Marketing and communications expert Sherron Washington shared instantly actionable advice on elevating your personal brand — which is especially important for remote workers — during her two PCMA edUcon sessions June 24.

Author: Casey Gale       

woman with short white hair speaking, gesturing

“Building your presence” in your industry is crucial, edUcon speaker Sherron Washington said Monday, in a time when more workers are moving to remote offices. (Whatever Media Group)

Sherron Washington reprised her signature “edutainment” style at PCMA edUcon 2024, engaging audiences as she did during Business Events Industry Week (BEIW) and at PCMA Convening Leaders 2024 and drawing again on her experience as a marketing and communications expert and professor — and as someone who has first-hand experience in the events business. Washington has been involved in the events industry since the beginning of her career. When she started her business, The P3 Solution, a Washington, D.C.–based, full-service marcomm firm, event planning was part of her role.

“I was marketing director for a few nonprofits, and we would organize conferences. And so I had experience in event planning before I started speaking at industry events,” she told Convene in an interview several weeks before edUcon. “I loved it then, and I love it now. The only part I didn’t love was registration, but I don’t think anyone loves registration,” she joked.

Washington, who is a professor at Trinity University and Stevenson University, showered audiences with that humor and expertise during two sessions on Monday, June 24: “It Levels to This: Elevating Your Brand to Advance Your Impact” and “Remote But Not Forgotten: Self-Promotion Strategies That Won’t Turn off Supervisors.” One connection she made between the edUcon sessions and her previous presentations at PCMA events is her edutainment style: “I bring the energy and the activities to make you think,” she said. But unlike her Convening Leaders session on navigating difficult conversations, Washington’s edUcon sessions required her to put on her “marketing and branding hat and talk more about building your presence in the industry,” she said. This is crucial, she said, in a time when more workers are moving to remote offices.

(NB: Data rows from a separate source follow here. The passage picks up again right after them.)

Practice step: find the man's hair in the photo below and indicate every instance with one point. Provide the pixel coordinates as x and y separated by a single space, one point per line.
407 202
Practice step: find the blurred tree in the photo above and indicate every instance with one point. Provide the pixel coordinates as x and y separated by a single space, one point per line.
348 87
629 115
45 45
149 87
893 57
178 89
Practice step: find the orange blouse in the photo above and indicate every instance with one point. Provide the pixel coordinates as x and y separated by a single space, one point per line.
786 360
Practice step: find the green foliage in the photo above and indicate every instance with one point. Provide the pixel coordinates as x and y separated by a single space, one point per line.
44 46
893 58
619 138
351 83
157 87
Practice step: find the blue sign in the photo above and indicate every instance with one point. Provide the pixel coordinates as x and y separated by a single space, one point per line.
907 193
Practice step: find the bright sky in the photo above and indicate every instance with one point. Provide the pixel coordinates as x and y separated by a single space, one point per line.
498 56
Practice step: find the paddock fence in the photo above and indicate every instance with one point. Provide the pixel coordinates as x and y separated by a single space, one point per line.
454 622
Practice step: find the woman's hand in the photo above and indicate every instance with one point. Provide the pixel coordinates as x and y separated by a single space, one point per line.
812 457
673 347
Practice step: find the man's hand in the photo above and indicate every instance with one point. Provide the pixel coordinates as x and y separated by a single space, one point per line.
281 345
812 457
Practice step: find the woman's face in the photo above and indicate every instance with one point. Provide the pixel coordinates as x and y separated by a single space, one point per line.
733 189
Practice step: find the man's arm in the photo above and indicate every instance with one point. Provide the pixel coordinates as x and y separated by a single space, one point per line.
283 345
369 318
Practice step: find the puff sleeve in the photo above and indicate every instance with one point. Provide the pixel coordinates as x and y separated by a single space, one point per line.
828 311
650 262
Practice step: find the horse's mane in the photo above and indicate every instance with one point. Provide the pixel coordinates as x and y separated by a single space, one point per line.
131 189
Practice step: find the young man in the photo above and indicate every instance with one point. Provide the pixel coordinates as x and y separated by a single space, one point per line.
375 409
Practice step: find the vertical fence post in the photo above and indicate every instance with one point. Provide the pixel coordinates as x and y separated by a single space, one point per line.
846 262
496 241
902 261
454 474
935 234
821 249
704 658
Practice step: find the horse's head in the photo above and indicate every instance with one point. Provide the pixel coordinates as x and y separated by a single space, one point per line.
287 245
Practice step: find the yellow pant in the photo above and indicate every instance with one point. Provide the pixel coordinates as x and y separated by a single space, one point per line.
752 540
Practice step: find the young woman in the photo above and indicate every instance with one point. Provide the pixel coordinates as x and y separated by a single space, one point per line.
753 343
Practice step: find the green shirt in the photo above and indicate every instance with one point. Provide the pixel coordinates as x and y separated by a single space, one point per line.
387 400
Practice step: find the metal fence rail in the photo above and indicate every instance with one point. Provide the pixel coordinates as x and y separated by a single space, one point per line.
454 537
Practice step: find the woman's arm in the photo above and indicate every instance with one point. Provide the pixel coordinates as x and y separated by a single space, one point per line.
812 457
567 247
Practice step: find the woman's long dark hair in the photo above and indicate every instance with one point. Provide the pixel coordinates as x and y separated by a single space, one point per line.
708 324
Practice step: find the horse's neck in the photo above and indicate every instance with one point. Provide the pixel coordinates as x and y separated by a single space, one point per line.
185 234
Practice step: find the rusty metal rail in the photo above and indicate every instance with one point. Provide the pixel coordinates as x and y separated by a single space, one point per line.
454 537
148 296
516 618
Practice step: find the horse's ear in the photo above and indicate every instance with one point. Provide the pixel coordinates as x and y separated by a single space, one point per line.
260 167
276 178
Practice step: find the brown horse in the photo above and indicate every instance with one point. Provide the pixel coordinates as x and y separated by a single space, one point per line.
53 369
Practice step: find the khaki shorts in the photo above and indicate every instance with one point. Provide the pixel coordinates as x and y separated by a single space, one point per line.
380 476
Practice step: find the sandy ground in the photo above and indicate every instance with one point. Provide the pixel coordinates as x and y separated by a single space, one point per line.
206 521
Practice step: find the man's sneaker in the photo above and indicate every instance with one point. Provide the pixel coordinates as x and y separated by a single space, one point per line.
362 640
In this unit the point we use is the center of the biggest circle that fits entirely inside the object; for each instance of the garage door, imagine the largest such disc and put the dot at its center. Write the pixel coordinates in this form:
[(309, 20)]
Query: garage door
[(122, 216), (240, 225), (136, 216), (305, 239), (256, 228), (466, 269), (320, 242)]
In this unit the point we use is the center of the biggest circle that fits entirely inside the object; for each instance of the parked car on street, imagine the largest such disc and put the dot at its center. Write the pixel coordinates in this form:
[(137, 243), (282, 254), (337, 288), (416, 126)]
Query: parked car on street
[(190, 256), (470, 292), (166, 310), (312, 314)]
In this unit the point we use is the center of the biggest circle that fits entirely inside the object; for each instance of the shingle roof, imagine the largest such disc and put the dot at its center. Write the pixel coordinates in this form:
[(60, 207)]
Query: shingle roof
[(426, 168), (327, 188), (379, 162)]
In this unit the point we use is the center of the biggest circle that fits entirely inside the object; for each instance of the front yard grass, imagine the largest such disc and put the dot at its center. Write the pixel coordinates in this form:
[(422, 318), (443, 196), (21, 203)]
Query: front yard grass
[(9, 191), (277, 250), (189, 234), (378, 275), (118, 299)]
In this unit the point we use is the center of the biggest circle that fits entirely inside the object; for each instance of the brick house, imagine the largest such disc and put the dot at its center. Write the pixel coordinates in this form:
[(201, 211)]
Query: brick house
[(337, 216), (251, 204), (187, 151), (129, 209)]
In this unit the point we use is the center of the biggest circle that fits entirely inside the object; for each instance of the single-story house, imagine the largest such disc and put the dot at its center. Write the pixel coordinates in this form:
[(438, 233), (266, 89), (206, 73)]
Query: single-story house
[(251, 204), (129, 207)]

“People are isolating themselves. They’re not being seen, they’re not being promoted. Some people complain about being remote workers because they’re given more work, right?” Washington told Convene. “I don’t think remote workers are allowing themselves to be seen and heard because it’s a little more challenging when you’re not in person. It becomes almost like, ‘Hey, check me out!’ It’s a lot more of the person needing to be more engaging than they would be in person, because they don’t have that presence.” Instead of seeing that as a downside, Washington finds this shift in the workplace to be an opportunity to find new, creative ways to “build presences when not physically present,” she said.

Washington said the self-promotional strategies she shared at both her sessions can and should be put into practice immediately — not when attendees get back to work, but while they were still in Detroit. “They can definitely be implemented at edUcon — understanding how to elevate your brand and being more cognizant of how you are actually conveying your brand,” she said. “We have these characteristics that we believe we’re conveying in the world, but I’m putting that into practice — we’re doing activities [to make sure] we’re actually executing on the qualities we want to show people.”

Casey Gale is managing editor of Convene.